Nile Breweries Ltd has entered a partnership with the National Agricultural Research Organisation (NARO) to boost commercial cassava production. The two bodies signed a memorandum of understanding earlier this week on Tuesday at NARO offices in Namulonge. “Nile Breweries will support transfer and dissemination of agricultural research and development technologies from NARO to the farming communities and value chains,” said Theunis Coetzee, Agric Services Manager, NBL. “We are considering production from cassava as it has numerous health advantages compared to other raw materials. Cassava contains much energy, natural sugars which can be used instead of adding sugar in the beer,” he added.
According to NARO Director General, Dr. Ambrose Agona, the agricultural agency will extend agricultural research technology to local farmers supplying raw materials used in beer production. “The benefit of the partnership is that we can test the new varieties that will possibly be commercialized before they are available on the market. This will address the need to improve the quality and quantity of raw materials (cassava), whose demand is expected to increase as Nile Breweries focuses on turning it into one of their major raw materials,” said Dr Agona. The NARO team, led by Dr Agona, handed four cassava varieties to NBL for testing in the field.
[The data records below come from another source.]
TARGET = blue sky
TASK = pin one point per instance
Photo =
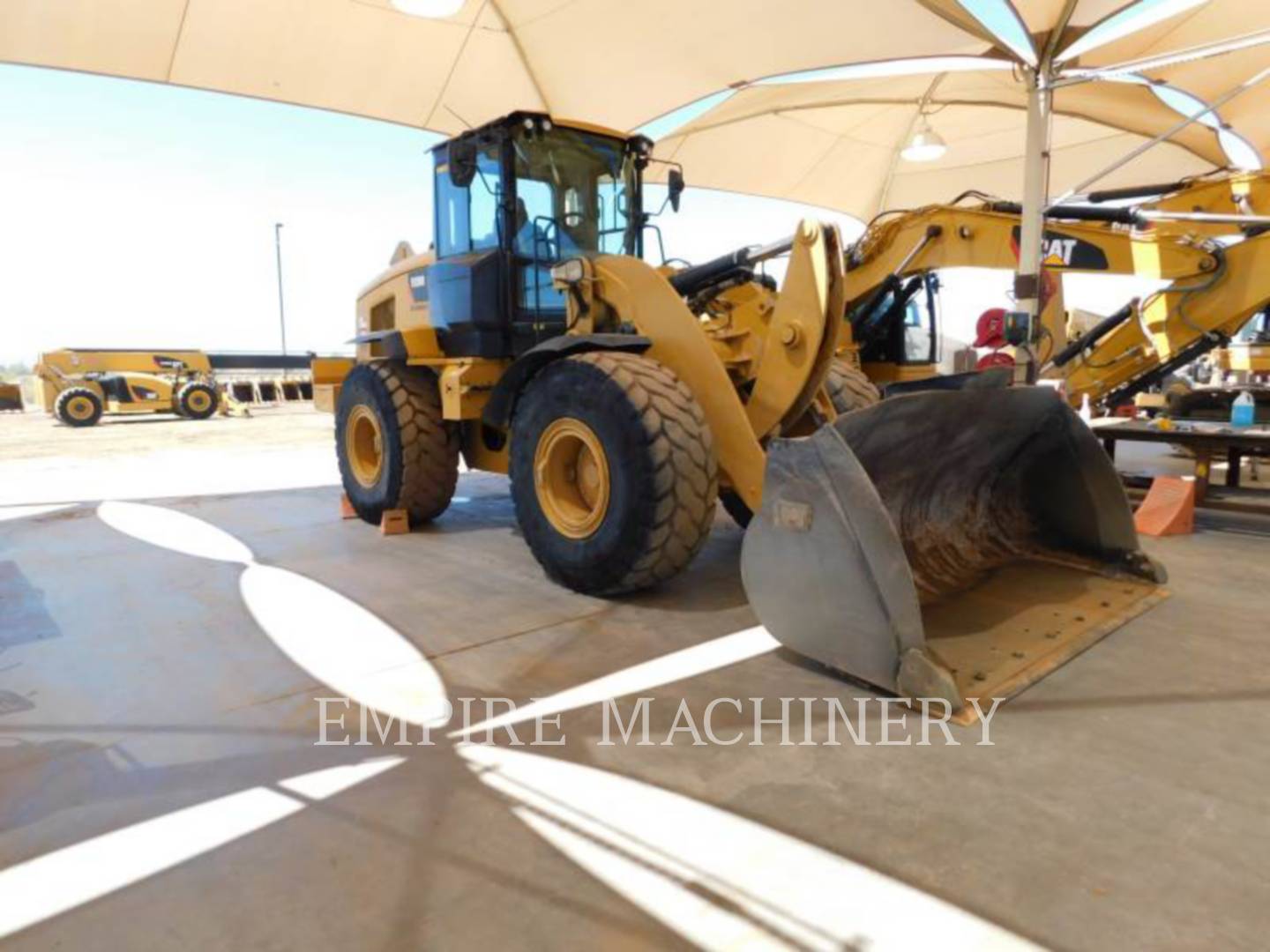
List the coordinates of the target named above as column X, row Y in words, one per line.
column 138, row 215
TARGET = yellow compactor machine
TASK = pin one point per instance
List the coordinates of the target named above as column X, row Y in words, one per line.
column 954, row 545
column 78, row 386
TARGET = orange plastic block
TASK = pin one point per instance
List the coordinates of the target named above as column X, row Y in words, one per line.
column 394, row 522
column 1169, row 508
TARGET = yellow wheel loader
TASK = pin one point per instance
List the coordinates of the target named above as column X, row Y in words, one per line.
column 945, row 545
column 11, row 397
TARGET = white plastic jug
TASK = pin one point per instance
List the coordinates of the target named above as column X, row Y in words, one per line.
column 1244, row 410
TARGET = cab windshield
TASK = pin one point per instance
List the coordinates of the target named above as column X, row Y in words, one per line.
column 576, row 192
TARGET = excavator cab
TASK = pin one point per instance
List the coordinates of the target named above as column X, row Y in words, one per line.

In the past years, cassava has been produced in Uganda specifically for food as well as distillation of ethanol. The 5 year partnership is expected to boost cassava production from 6 metric tonnes per hectare to 50 or 25 metric tonnes per hectare. “Production of beer using local materials will lead to the creation of employment, low cost of production as well as increased production whereby in case we produce excess beers, we shall export the rest to our neighbouring countries,” added Dr Agona.
The partnership with Naro is a continuation of NBL’s commitment to local sourcing and improving livelihoods of Ugandan Farmers. It uses materials cassava, barley and sorghum. With the current local sourcing at 98%, annually, NBL purchases around US$23M worth of produce from local farmers. It plans to spend atleast US$11K annually to research on more productive cassava varieties. NBL currently invests up to UGX795M annually to upskill, connect and financially empower our farmers. “We have deployed crop protection pilots to reduce farmer risk, we expect to have 6,500 farmers skilled in crop management protocols, and we have close to 3,000 farmers empowered with mobile phones and 4,400 financially empowered through input loans and crop insurance in collaboration with Stanbic,” NBL MD David Valencia recently revealed during NBL’s Economic Forum held in Kampala last month.
NBL spends atleast Ush 52bn on Ugandan farmers (NKC African Economics report 2020). According to the report, 89% of NBL-supplying farmers reported that their quality of life had improved and indeed Sorghum farming households supplying NBL reported to have doubled their income. NBL agriculture sustainability goal is to have 100% of its direct farmers skilled, connected and financially empowered by 2025 though all engagements with farmers are geared towards those 3 aspects.